Stacey Abrams: ‘Yes, I Will Run Again’

December 12, 2018, 2:38 AM UTC

Stacey Abrams made history in her failed bid to become governor of Georgia when she offered a fiery post-election speech that did anything but concede to Republican Brian Kemp.

But the former Democratic leader of the Georgia House—who was almost the first female elected governor of Georgia, the first African-American elected governor of Georgia, and the first black woman to govern any state in the U.S.—says she’s hardly over politics.

“Yes, I will run again,” she said, to cheers, before a ballroom of executives at Fortune’s Most Powerful Women Next Gen summit in Laguna Niguel, Calif. “Now, if you could all move to Georgia…”

Despite its result, Abrams called her 2018 campaign “extraordinarily successful” because it helped energize inactive voters in the state. “We turned out voters who had never been engaged in the body politic,” she said. “We tripled the number of Latinos who voted. We tripled the number of Asian-Americans. We increased African-Americans by 38%. Increased the youth vote.”
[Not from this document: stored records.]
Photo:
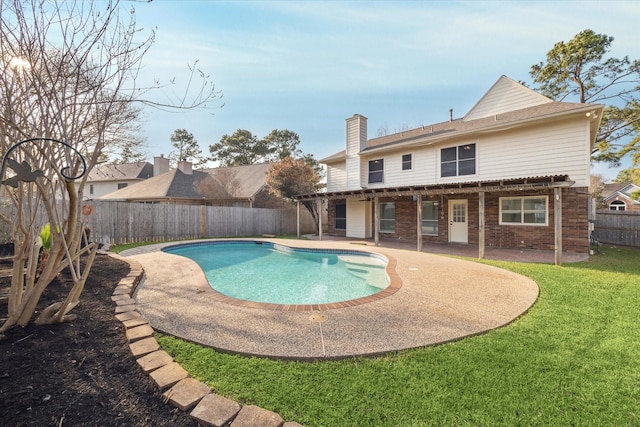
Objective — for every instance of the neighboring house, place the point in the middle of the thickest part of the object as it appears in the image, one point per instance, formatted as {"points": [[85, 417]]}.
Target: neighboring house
{"points": [[512, 173], [105, 179], [617, 197], [239, 186]]}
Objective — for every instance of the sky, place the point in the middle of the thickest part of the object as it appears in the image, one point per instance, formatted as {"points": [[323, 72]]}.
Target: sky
{"points": [[307, 66]]}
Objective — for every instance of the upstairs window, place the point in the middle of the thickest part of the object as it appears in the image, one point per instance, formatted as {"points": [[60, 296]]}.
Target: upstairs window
{"points": [[406, 162], [376, 169], [458, 161], [530, 210]]}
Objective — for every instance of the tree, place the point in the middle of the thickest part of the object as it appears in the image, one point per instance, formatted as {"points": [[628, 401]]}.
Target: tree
{"points": [[241, 148], [579, 69], [292, 177], [223, 185], [66, 67], [186, 148], [628, 175]]}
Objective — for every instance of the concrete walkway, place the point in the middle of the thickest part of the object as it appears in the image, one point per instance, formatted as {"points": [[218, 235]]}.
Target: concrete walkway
{"points": [[441, 299]]}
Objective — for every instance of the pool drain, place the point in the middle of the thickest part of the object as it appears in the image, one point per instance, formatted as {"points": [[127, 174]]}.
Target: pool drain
{"points": [[317, 317]]}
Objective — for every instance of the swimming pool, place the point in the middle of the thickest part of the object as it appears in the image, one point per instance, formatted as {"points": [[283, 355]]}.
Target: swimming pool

She waited a beat before adding: “And yet.”

It’s difficult to have something be the sole focus of almost two years of your life not only not to come to fruition but to not come to fruition under a cloud, Abrams said. “We don’t know what really happened because of the miasma of voter suppression,” she said. “There’s something worse about [that lack of clarity] than knowing you just…suck.”

So Abrams took a long nap and vowed not to make hasty decisions about her next move. It wasn’t easy. “As some of you know, I am goal-oriented,” she said with a smile. “That lasted about seven days.”

Abrams said she began thinking about running for Georgia governor in 2010. It was a moment of redistricting for the state. “I was on the wrong end of gerrymandering,” she said. Still, as the state’s Democratic leader, she said she spent a lot of time looking at numbers and traveling across the state.

Her findings? For many voters who don’t show up at the polls, “it’s not apathy. It’s despondency. It’s lack of hope.”

So Abrams’ campaign chose to spend most of its money on efforts to talk to voters—a controversial choice in political circles. But it worked. “We got 76% of the vote” in the Georgia Democratic primary for governor, she said. And, running for governor, she received “more votes than any other Democrat in Georgia history.”

That’s why Abrams is backing a federal lawsuit to help fix some of the intractable problems in Georgia’s voting system, including issues around voting suppression. “This isn’t a partisan issue,” she said. “This is a people issue. This is a democracy issue.”

It’s also why she will never concede the 2018 race. “Because words matter,” Abrams said. “What happened was not just. That anyone had their vote tarnished or restricted or narrowed is wrong.”